The amazing thing to me about the description of the process was– I hadn’t even considered the fact that the pancreas itself must be developed! I had thought about the development of the cells as individual, beta-cells, but I had never considered the complexity of the surrounding forest for those beta-cell trees. The dorsal (upper) and ventral (lower) sections of the pancreas begin to appear at embryonic day 8.5, and there are two different, but parallel processes that control the proper development of each half. Certain key factors during this process ensure that the tissue that is created is pancreatic, with the proper multipotent pancreatic progenitor cells2. And if these factors are missing? You end up with liver tissue or duodenum tissue. Clearly, even before we reach the stage of talking about beta- versus alpha- versus whatever-cells, there is so much chemical signaling that has to go correctly to put the embryo in a position to have a pancreas at all.
And then, even with the pancreatic tissue in place, there are still many pieces to put in order. The correct number of progenitor cells have to be created for the organ to survive and grow, and then the progenitor cells must differentiate into five different types of pancreatic cells, with the particular fate determined by where they are in the pancreas and the resultant set of signals and factors in the local milieu that researchers have only begun to define. And only then can we even begin to think about whether these cells are the type that produce insulin!
So what does this all mean to me? If beta-cells were listing their relationship status, they would choose, “It’s complicated.” And that means that both sides of the type 1 diabetes puzzle– immune dysregulation and beta-cell regeneration– are hard problems to solve.

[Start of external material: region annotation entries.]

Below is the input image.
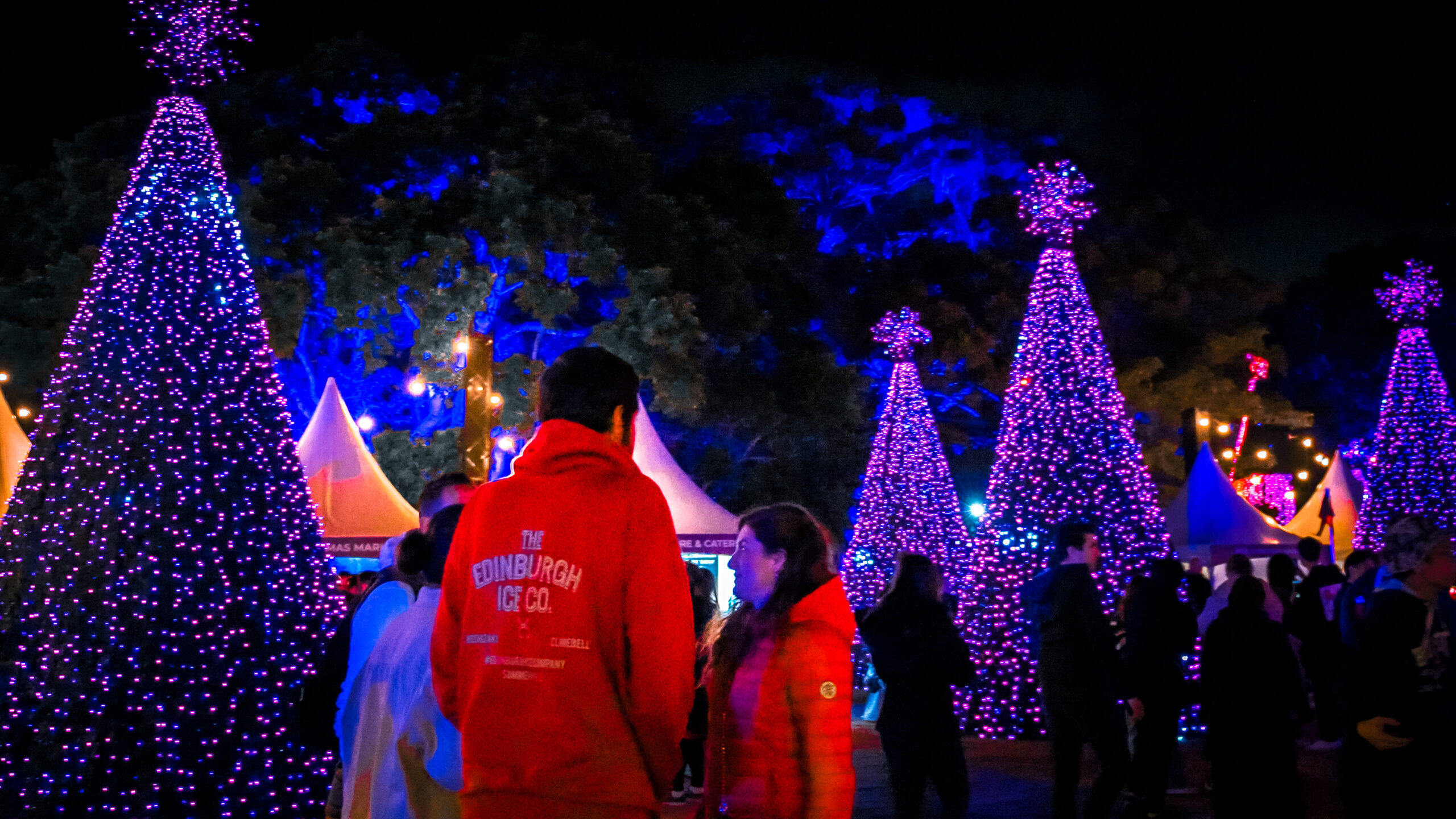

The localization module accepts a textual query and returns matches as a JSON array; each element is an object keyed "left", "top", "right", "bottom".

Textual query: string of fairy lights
[
  {"left": 1354, "top": 259, "right": 1456, "bottom": 548},
  {"left": 961, "top": 162, "right": 1169, "bottom": 738},
  {"left": 0, "top": 2, "right": 332, "bottom": 817}
]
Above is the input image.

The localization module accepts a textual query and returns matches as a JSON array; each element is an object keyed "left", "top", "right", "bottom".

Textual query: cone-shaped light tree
[
  {"left": 0, "top": 0, "right": 332, "bottom": 817},
  {"left": 845, "top": 308, "right": 970, "bottom": 607},
  {"left": 962, "top": 162, "right": 1168, "bottom": 738},
  {"left": 1355, "top": 259, "right": 1456, "bottom": 548}
]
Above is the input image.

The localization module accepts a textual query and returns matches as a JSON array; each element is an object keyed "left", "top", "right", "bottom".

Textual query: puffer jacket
[{"left": 703, "top": 577, "right": 855, "bottom": 819}]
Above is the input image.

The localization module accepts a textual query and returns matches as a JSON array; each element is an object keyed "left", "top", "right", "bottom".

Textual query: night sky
[{"left": 0, "top": 0, "right": 1456, "bottom": 280}]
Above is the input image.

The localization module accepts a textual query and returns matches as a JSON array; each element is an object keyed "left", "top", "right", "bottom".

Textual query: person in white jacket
[
  {"left": 341, "top": 506, "right": 465, "bottom": 819},
  {"left": 1198, "top": 552, "right": 1284, "bottom": 634}
]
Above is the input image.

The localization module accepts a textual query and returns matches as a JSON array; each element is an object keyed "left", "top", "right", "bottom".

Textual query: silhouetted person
[
  {"left": 859, "top": 552, "right": 975, "bottom": 819},
  {"left": 1198, "top": 552, "right": 1284, "bottom": 634},
  {"left": 1268, "top": 552, "right": 1299, "bottom": 618},
  {"left": 667, "top": 562, "right": 718, "bottom": 803},
  {"left": 1201, "top": 576, "right": 1309, "bottom": 819},
  {"left": 1126, "top": 558, "right": 1198, "bottom": 814},
  {"left": 1184, "top": 558, "right": 1213, "bottom": 615},
  {"left": 1037, "top": 523, "right": 1143, "bottom": 819},
  {"left": 1339, "top": 514, "right": 1456, "bottom": 819},
  {"left": 1287, "top": 537, "right": 1345, "bottom": 751},
  {"left": 1335, "top": 549, "right": 1383, "bottom": 650}
]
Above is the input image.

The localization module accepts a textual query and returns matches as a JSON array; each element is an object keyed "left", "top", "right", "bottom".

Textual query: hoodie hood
[
  {"left": 511, "top": 418, "right": 642, "bottom": 477},
  {"left": 789, "top": 574, "right": 855, "bottom": 641}
]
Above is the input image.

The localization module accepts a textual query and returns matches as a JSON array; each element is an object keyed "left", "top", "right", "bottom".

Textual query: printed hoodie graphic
[{"left": 431, "top": 420, "right": 694, "bottom": 816}]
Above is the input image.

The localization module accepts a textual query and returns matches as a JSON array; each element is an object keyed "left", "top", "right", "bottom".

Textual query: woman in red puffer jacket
[{"left": 703, "top": 503, "right": 855, "bottom": 819}]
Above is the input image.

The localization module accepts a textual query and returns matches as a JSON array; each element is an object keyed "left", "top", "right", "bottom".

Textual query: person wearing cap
[{"left": 1339, "top": 514, "right": 1456, "bottom": 819}]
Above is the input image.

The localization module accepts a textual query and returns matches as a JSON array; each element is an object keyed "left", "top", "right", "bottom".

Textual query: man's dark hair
[
  {"left": 396, "top": 503, "right": 465, "bottom": 584},
  {"left": 1345, "top": 549, "right": 1375, "bottom": 574},
  {"left": 1223, "top": 552, "right": 1254, "bottom": 577},
  {"left": 1051, "top": 520, "right": 1097, "bottom": 562},
  {"left": 537, "top": 347, "right": 640, "bottom": 433},
  {"left": 419, "top": 472, "right": 475, "bottom": 518},
  {"left": 879, "top": 552, "right": 941, "bottom": 605}
]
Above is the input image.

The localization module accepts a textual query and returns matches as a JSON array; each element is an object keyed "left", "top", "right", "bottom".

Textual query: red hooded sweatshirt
[
  {"left": 431, "top": 420, "right": 694, "bottom": 817},
  {"left": 703, "top": 577, "right": 855, "bottom": 819}
]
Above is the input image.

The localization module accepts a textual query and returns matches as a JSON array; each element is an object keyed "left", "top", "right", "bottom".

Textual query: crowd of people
[
  {"left": 300, "top": 348, "right": 1456, "bottom": 819},
  {"left": 1022, "top": 516, "right": 1456, "bottom": 819}
]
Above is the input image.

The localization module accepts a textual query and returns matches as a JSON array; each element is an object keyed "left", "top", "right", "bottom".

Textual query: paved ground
[{"left": 664, "top": 723, "right": 1342, "bottom": 819}]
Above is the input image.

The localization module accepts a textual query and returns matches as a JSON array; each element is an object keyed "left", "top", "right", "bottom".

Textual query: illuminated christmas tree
[
  {"left": 0, "top": 0, "right": 332, "bottom": 817},
  {"left": 845, "top": 308, "right": 970, "bottom": 607},
  {"left": 1354, "top": 259, "right": 1456, "bottom": 548},
  {"left": 962, "top": 162, "right": 1168, "bottom": 738}
]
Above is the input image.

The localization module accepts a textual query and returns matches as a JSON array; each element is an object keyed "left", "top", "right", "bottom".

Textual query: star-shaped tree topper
[
  {"left": 871, "top": 308, "right": 930, "bottom": 361},
  {"left": 1016, "top": 159, "right": 1097, "bottom": 245},
  {"left": 1375, "top": 259, "right": 1441, "bottom": 326},
  {"left": 130, "top": 0, "right": 252, "bottom": 86}
]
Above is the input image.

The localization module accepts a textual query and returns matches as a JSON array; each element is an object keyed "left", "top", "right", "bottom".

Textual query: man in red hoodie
[{"left": 431, "top": 347, "right": 696, "bottom": 819}]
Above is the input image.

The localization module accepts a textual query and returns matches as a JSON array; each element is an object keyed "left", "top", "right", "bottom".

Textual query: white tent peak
[
  {"left": 1284, "top": 450, "right": 1362, "bottom": 560},
  {"left": 299, "top": 378, "right": 419, "bottom": 539},
  {"left": 1167, "top": 443, "right": 1299, "bottom": 565},
  {"left": 0, "top": 391, "right": 31, "bottom": 518},
  {"left": 632, "top": 396, "right": 738, "bottom": 541}
]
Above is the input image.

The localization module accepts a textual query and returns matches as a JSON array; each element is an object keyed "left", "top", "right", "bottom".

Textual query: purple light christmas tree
[
  {"left": 0, "top": 3, "right": 332, "bottom": 817},
  {"left": 845, "top": 308, "right": 970, "bottom": 607},
  {"left": 1354, "top": 259, "right": 1456, "bottom": 548},
  {"left": 962, "top": 162, "right": 1168, "bottom": 738}
]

But not impossible. And not boring or insignificant, either, which is important– because that means there are good people working on these problems, and trying to define the borders and rules that decide the fates of embryonic stem cells. And that I like, because my fate is closely tied to the fate of those cells.
1. Seymour PA, Sander M. Historical Perspective: Beginnings of the {beta}-Cell: Current Perspectives in {beta}-Cell Development. Diabetes. 2011 Feb;60(2):364-76. PubMed PMID: 21270248; PubMed Central PMCID: PMC3028333.
2. Fun with names: one gene whose expression is essential for the formation of the pancreas is Shh, or Sonic hedgehog.